With the Christmas shopping season getting into full swing, Aodhan Connolly from the Retail Consortium told UTV many business owners will be concerned.
"The good news is that footfall is up - but by the same token questions need to be asked as to why that is not translating into sales," he said.
"We did have a bit of growth for September but now, coming into Christmas, it is a very worrying time for retailers as far as what people are spending goes."
The news comes after new national figures revealed disappointing trading in October.
But some shops are fighting back.
Delicatessan Sawers invested £100,000 recently to expand their offering in central Belfast.
"Times are tough," the store told UTV.
"What we've done is move into new premises and it has been like starting a new business. We have attracted a new clientele and taking that risk seems to be working for us."

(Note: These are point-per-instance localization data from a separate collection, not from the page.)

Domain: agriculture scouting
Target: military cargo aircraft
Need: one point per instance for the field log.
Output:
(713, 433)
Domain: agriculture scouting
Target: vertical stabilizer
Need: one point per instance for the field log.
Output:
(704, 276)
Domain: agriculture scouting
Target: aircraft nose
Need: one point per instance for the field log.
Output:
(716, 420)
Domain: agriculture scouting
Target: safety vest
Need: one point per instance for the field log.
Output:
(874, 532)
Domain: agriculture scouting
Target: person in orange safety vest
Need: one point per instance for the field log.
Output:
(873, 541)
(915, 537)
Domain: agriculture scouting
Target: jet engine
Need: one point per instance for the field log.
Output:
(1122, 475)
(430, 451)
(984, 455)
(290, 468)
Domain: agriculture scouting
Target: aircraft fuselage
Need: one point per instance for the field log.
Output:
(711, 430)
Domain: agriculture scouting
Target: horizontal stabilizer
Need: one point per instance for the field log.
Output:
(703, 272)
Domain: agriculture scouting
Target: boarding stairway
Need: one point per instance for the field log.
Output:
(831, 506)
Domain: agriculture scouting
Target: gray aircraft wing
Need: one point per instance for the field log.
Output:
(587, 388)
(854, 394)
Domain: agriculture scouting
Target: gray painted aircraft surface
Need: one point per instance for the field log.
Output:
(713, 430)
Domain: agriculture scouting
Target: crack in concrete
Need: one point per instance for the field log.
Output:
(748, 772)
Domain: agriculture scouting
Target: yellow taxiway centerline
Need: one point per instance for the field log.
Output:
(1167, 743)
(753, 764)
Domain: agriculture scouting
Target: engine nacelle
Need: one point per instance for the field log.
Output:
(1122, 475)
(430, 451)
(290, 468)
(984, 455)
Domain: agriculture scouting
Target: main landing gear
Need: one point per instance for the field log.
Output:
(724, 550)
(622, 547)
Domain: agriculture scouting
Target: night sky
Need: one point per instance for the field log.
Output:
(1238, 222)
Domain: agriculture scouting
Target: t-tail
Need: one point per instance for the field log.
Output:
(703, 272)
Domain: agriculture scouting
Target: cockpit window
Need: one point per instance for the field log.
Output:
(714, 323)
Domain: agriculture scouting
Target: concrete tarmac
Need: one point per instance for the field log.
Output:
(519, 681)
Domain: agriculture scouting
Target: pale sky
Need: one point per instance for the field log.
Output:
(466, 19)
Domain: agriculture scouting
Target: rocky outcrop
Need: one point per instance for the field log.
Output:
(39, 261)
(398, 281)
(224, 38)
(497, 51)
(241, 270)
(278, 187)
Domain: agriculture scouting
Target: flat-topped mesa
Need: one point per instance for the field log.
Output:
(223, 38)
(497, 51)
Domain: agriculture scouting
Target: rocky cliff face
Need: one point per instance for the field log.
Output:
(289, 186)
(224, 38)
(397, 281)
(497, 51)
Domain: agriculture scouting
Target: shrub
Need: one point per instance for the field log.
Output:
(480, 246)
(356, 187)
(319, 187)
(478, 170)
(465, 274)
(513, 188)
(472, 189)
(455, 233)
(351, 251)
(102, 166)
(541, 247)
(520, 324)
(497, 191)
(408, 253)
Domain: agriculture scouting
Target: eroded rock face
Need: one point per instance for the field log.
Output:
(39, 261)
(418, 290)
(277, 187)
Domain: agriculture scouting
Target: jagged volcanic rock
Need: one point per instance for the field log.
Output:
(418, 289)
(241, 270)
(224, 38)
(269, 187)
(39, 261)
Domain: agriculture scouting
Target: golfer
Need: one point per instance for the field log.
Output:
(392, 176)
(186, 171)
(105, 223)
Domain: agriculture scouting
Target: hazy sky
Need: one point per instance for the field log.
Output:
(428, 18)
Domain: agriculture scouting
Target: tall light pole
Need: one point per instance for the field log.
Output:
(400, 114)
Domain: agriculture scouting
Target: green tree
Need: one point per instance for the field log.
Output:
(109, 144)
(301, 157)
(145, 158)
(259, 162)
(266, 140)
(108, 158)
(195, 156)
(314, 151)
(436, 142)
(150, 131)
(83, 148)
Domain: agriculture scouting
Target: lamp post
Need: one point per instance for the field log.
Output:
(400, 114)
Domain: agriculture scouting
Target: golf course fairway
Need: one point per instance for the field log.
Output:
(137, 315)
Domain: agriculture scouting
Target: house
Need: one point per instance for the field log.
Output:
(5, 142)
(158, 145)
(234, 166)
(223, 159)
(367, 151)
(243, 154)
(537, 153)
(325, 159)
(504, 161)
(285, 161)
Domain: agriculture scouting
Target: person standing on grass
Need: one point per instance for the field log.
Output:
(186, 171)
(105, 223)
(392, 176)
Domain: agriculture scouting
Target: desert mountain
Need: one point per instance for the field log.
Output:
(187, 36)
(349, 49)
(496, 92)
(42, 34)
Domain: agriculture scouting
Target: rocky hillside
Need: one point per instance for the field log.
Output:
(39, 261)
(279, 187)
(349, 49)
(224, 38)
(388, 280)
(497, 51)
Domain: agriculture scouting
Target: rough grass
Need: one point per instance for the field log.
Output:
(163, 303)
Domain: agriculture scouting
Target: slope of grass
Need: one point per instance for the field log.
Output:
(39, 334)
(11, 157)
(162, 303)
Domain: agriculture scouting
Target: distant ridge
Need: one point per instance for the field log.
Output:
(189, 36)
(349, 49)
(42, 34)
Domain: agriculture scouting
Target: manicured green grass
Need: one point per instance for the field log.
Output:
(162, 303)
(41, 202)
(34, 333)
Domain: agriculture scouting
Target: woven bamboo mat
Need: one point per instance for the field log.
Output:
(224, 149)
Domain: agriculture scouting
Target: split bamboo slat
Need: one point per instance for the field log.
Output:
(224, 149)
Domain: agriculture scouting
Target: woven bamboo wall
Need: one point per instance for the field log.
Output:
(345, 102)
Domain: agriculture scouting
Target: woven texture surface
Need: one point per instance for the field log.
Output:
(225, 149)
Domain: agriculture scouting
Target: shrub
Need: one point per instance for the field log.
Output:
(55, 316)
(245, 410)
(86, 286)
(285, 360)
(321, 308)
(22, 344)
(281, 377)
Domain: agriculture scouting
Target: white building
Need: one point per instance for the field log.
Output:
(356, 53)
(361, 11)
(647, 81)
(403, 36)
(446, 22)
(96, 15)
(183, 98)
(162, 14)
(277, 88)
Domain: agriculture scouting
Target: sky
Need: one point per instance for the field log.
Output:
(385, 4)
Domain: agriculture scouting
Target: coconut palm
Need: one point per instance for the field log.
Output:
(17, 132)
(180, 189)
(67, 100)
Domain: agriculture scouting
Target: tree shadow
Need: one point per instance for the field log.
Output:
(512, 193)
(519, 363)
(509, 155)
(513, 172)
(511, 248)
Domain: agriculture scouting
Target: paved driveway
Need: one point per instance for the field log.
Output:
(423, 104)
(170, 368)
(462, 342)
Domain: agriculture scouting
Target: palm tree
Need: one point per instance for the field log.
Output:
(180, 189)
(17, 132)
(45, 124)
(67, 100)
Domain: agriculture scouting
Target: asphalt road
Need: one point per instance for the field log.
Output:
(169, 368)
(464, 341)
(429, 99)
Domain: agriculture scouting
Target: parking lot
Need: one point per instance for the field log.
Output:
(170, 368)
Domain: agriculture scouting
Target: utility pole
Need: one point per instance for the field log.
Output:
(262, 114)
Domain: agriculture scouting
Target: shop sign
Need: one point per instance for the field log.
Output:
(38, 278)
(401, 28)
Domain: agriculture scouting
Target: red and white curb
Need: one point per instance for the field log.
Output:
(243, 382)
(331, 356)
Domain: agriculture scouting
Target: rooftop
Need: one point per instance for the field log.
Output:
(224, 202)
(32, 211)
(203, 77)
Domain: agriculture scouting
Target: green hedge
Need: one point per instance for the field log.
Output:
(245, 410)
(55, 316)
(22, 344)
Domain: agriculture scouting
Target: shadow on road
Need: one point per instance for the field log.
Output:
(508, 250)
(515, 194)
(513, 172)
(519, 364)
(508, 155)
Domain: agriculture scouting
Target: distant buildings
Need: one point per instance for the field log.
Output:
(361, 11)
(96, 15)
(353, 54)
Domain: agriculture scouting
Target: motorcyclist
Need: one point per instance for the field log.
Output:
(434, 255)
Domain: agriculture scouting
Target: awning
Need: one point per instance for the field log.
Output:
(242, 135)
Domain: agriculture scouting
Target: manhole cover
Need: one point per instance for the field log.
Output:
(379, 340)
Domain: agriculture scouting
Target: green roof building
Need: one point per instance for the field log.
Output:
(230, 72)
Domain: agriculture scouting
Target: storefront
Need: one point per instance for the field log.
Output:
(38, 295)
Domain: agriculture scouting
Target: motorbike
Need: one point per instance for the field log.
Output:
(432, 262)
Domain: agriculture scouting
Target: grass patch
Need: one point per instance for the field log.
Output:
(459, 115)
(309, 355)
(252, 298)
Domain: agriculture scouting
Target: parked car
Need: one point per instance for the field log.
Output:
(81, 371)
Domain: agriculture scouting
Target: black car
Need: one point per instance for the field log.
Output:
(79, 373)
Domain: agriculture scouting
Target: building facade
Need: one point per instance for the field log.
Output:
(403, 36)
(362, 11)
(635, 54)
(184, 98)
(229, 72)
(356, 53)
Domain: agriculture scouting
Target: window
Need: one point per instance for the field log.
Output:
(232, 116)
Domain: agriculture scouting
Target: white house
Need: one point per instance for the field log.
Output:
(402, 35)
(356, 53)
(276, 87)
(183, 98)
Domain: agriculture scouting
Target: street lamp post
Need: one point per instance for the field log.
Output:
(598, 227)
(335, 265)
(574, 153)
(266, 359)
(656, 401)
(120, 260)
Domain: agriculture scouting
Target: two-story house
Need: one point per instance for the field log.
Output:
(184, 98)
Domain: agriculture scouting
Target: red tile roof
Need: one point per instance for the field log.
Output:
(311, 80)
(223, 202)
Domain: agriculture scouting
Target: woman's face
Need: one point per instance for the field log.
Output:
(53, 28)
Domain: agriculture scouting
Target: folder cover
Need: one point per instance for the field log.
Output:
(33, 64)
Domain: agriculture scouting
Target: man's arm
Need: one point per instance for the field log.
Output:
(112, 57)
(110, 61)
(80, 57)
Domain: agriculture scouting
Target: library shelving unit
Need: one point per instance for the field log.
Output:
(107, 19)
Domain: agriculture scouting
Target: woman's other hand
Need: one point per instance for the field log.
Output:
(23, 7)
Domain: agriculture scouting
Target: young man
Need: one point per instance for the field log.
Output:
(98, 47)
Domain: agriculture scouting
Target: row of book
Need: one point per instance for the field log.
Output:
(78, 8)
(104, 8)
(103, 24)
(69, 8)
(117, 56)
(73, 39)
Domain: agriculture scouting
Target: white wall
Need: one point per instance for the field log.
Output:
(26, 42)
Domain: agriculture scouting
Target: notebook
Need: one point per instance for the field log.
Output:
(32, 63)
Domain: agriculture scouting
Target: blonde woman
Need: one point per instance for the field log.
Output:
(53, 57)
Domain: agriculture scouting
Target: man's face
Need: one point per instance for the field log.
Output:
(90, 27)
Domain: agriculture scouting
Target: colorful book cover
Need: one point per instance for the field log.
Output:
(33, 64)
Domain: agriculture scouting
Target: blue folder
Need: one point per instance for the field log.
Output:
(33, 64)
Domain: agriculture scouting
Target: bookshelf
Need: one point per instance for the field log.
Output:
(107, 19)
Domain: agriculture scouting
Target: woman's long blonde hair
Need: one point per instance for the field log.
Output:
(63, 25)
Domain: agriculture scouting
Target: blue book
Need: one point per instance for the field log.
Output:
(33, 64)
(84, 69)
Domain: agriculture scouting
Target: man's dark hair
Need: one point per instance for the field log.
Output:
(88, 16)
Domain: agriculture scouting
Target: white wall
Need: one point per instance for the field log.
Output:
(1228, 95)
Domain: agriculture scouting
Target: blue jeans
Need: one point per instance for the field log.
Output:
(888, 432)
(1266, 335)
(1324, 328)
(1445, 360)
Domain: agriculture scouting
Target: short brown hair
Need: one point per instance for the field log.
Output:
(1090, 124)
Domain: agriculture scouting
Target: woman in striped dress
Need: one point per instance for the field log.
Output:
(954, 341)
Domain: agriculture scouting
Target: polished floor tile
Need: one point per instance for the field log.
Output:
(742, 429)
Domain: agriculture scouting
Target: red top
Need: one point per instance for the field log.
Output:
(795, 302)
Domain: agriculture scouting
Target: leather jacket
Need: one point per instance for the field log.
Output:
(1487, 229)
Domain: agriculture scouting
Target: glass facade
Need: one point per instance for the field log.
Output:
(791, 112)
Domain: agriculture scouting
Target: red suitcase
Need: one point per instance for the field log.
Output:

Donald McFetridge, retail analyst with the University of Ulster said that the real threat to high street shopping is online.
"Advertising campaigns and potential traffic chaos are not going to be the key determinants of Christmas success or failure in the retail trade this year," he said.
"Online sales are already booming and this trend is set to continue. International analysts are predicting that, this year, online will really knock the socks of the high street and, for this reason, I can understand why city traders are, not unnecessarily, worried."
Meanwhile the NI Independent Retail Trade Association (NIIRTA) is pushing for the Executive to take urgent action in light of Monday's "alarming" figures.
"Belfast already has one in four shops vacant and the overall trend is moving toward a quarter of all shops being vacant by the middle of 2013," Chief Executive Glyn Roberts said.
"While these figures are alarming, our focus has to be on solutions to this growing problem. The Executive is making good progress on Rates and Car Parking but has still not produced a strong planning policy to support town centre retailing.
"The Executive needs a new joined up strategy to tackle this problem, alongside comprehensive retail development plans for each town and city to reverse this decline. NIIRTA has already published a 50 point plan, Town Centre First, setting out our ideas and we will continue to bring solutions to Ministers on this issue."